Will they? On this point, Sumption seems uncharacteristically complacent.
On Wednesday in TCW, Brendan Sharp posited that in his home town of Potters Bar, ‘in recent weeks, a sense of disregard towards wearing masks in public has been plain to see.’ Unfortunately, Brendan’s experience does not chime with my own observations in and around Edinburgh and differs from most available anecdotal evidence.
Although the Telegraph reported this week on ‘The rise of the anti-maskers’, I fear the heretics are massively outnumbered by fanatical face-coverers. By that I do not mean sceptics who acquiesce to avoid being either confronted or collared; I refer instead to the sudden emergence of a brainwashed battalion who are convinced that the indefinite wearing of a face-nappy is a virtuous act, one which on July 24 (or two weeks earlier in Scotland) magically began to save lives.
Woe betide anyone who dissents, such as Ann Widdecombe.

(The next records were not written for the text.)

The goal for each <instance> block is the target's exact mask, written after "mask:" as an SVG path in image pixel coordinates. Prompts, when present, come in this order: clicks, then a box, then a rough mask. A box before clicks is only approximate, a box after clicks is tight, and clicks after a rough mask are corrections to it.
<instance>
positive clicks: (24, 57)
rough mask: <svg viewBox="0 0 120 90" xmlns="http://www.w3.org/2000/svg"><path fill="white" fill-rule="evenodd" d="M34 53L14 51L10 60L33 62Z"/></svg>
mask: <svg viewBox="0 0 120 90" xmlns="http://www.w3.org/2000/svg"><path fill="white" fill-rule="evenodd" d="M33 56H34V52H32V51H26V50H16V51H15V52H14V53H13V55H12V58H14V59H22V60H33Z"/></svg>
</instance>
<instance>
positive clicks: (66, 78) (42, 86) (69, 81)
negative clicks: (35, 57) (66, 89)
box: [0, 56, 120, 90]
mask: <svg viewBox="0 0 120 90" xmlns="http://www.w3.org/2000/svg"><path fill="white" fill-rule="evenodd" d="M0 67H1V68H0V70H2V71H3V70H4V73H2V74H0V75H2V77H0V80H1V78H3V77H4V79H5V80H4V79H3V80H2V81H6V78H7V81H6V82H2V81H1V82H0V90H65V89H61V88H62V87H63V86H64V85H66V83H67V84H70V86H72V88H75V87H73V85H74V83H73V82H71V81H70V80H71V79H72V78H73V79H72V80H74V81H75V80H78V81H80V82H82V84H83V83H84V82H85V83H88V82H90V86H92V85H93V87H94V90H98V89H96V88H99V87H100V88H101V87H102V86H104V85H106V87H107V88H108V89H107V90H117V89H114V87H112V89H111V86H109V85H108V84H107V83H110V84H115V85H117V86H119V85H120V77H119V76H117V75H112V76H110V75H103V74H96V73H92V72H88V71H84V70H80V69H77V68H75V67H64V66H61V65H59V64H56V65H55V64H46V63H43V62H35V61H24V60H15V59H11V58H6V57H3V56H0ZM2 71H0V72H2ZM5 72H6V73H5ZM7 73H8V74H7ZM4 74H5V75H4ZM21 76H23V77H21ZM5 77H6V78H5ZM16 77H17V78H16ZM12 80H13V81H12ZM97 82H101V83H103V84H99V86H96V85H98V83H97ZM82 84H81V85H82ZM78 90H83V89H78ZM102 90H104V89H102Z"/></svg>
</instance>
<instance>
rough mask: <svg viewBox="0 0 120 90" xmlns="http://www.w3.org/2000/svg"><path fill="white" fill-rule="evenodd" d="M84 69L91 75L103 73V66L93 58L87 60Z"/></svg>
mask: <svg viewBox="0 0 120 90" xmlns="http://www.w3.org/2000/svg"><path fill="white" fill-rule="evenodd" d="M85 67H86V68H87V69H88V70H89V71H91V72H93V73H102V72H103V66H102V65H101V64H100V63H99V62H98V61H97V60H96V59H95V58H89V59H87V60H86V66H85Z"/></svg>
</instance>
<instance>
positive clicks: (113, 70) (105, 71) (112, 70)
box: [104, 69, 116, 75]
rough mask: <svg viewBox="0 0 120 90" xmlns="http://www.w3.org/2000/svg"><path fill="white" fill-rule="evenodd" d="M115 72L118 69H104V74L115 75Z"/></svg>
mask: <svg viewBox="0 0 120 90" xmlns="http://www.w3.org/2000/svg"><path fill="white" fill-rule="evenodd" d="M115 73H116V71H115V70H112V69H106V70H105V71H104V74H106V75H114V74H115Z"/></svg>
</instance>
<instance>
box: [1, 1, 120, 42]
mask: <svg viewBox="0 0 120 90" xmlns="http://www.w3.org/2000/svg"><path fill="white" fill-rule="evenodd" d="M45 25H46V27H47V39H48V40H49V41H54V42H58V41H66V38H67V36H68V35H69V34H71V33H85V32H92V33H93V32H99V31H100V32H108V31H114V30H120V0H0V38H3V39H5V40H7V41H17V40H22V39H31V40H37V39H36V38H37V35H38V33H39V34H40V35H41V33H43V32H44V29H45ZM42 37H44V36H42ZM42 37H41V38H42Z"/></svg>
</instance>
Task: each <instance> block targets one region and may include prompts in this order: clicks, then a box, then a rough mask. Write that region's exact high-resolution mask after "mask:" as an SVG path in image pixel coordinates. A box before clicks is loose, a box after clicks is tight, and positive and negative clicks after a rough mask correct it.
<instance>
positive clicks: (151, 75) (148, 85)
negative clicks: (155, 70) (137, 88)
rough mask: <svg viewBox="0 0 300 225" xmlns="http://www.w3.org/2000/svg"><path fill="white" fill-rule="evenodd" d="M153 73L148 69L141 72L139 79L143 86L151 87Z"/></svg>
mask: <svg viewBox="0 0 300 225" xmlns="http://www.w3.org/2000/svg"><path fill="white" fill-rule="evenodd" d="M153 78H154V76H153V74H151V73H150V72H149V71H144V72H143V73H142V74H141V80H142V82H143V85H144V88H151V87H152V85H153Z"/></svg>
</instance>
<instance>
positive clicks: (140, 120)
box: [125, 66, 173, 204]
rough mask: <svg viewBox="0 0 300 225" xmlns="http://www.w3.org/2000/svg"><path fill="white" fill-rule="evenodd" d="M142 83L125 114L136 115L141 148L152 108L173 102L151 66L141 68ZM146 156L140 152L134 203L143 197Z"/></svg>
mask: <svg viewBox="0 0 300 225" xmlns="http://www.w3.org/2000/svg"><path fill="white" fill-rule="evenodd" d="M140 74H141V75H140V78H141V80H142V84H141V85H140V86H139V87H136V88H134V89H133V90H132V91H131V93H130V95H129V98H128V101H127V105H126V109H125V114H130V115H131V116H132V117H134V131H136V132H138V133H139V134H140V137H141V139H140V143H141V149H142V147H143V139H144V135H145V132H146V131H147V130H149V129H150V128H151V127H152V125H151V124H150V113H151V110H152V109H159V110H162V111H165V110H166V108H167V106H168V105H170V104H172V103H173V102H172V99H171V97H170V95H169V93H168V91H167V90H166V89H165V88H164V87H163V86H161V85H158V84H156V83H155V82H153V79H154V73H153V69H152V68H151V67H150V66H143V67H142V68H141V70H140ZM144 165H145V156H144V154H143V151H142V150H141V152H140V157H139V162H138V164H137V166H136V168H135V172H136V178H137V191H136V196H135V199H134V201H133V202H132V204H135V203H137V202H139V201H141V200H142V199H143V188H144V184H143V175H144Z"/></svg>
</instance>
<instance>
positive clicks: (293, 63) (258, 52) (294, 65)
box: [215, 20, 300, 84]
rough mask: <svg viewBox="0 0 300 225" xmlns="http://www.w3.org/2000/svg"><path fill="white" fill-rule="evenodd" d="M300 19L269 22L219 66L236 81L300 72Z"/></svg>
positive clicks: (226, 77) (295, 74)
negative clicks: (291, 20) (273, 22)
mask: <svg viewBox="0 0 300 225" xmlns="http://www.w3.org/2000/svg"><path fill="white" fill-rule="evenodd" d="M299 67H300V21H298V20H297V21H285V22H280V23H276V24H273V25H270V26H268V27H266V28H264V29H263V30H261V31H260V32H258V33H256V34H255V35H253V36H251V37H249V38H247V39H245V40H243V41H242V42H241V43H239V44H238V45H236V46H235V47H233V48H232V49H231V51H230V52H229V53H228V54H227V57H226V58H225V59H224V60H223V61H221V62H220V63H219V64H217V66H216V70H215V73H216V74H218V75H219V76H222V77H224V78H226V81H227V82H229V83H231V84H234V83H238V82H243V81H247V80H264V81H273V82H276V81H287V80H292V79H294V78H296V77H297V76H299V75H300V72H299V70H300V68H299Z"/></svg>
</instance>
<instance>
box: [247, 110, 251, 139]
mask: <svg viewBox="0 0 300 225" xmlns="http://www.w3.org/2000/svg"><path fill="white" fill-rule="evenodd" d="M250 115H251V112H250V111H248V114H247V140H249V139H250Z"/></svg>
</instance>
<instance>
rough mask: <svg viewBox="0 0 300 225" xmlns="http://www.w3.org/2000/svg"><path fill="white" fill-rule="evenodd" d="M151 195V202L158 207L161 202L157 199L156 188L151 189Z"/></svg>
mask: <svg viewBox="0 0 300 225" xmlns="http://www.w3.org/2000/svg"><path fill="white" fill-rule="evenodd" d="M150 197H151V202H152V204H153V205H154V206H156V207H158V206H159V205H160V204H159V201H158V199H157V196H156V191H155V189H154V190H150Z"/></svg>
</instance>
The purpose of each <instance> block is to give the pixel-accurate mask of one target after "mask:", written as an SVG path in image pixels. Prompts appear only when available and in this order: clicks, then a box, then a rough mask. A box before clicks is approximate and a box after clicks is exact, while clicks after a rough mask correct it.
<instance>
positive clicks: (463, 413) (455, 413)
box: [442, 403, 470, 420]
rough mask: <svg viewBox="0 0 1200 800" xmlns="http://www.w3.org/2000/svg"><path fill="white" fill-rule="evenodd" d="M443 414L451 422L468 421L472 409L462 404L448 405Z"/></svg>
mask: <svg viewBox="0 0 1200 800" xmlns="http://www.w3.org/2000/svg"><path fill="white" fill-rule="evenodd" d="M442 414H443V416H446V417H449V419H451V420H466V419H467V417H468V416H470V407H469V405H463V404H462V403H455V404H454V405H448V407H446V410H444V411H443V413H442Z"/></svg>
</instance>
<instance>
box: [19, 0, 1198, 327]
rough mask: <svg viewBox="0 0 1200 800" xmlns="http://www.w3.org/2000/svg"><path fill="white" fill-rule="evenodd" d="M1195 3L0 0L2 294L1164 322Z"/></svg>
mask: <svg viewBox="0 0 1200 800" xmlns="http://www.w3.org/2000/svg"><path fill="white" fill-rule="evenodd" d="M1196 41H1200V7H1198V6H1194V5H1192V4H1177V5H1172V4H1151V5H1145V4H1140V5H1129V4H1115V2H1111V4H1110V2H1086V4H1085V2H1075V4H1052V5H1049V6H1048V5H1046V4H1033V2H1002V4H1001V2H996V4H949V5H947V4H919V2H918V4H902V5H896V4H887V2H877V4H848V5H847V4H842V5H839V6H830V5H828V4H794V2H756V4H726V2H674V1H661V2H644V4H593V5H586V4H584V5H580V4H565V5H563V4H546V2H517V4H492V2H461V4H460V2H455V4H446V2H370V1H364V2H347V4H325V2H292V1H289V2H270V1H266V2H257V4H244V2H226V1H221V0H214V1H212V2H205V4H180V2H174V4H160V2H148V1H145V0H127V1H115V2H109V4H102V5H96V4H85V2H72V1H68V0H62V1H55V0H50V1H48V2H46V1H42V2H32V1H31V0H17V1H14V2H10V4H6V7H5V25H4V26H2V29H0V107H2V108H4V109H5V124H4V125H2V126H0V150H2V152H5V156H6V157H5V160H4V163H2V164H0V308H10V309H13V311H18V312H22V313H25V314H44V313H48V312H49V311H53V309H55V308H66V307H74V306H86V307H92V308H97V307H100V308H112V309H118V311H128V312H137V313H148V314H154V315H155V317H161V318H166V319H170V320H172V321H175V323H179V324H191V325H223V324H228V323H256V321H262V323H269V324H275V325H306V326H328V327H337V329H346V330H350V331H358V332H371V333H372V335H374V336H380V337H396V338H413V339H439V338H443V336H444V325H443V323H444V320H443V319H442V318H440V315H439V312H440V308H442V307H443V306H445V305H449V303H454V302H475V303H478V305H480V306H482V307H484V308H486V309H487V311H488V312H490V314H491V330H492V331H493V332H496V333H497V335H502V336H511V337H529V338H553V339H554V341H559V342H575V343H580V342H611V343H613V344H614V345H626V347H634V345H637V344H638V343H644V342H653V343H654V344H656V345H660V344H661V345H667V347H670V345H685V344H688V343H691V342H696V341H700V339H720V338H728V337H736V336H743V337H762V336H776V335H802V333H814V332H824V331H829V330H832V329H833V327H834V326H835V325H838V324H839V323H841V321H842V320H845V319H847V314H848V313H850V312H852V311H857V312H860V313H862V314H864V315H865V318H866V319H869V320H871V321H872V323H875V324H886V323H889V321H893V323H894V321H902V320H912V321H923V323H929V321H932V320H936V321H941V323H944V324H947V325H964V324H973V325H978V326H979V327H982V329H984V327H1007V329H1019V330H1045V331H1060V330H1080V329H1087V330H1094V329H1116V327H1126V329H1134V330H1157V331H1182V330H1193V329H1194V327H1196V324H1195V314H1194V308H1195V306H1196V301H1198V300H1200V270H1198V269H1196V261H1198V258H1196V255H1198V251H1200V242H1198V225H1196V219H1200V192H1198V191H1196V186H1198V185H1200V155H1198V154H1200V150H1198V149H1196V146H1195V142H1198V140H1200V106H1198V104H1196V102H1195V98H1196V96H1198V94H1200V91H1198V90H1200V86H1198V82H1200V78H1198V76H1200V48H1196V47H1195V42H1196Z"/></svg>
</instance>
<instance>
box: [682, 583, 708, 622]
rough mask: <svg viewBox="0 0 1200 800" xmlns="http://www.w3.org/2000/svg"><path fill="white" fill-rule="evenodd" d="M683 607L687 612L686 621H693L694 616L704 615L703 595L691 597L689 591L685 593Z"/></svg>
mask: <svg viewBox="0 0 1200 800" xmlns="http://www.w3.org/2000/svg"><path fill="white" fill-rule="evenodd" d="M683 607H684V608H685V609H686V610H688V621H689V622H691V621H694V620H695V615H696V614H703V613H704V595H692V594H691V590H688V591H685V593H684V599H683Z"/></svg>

In her Daily Express column on July 15, Ann predicted that ‘mask-haters will, as will I, avoid the shops as much as possible’. To prevent this loss of business, she also mischievously suggested: ‘Perhaps shops should allow certain hours when the mask dissenters can shop unmuzzled in the same way as they have allocated special times to the elderly.’
On a day when there must have been tumbleweed blowing around its offices, earlier this week the New European belatedly publicised the ardent Brexiteer’s throwaway thought. No doubt the Remainers’ rag was chuffed to provoke a slew of predictably personalised rancid responses, for example:
Also, two weeks after it had first appeared in print, Channel 5 used Ann’s idiosyncratic idea as a topic on Wednesday’s Jeremy Vine Show.
The programme’s three guests unanimously derided opponents of compulsory coverings. This prompted a lively exchange with caller Ian from London, who put up a defiant defence of his non-compliance.
Anthea Turner repeats the fatuous comparison with seatbelts. Jasmine Dotiwala (me neither) regurgitates the infantile assertion that rebels such as Ian should sign a waiver to decline treatment by the NHS (peace be upon it), as though a flimsy facecloth is a life-saving prophylactic. And James Max, the daybreak presenter on talkRADIO, haughtily harrumphs at Ian: ‘You ask why we’re calling these people idiots . . . have a listen back to your call and see what you think of what you just said. It makes absolutely no sense.’
Unfortunately, refuseniks such as caller Ian are greatly outnumbered by eager endorsers, exemplified by Jeremy Vine’s tractable trio, whose enthusiasm for mandatory masking is liable to embolden the Government to expand and prolong their use.
Much of the public will, like pompous pundit James Max, ‘much rather listen to the medical experts’. However, the ‘experts’ whom they heed presumably are those scientific advisers who have vacillated to suit their political masters – a collective which, at least so far, does not include the courageously resistant chief medical officer for Wales.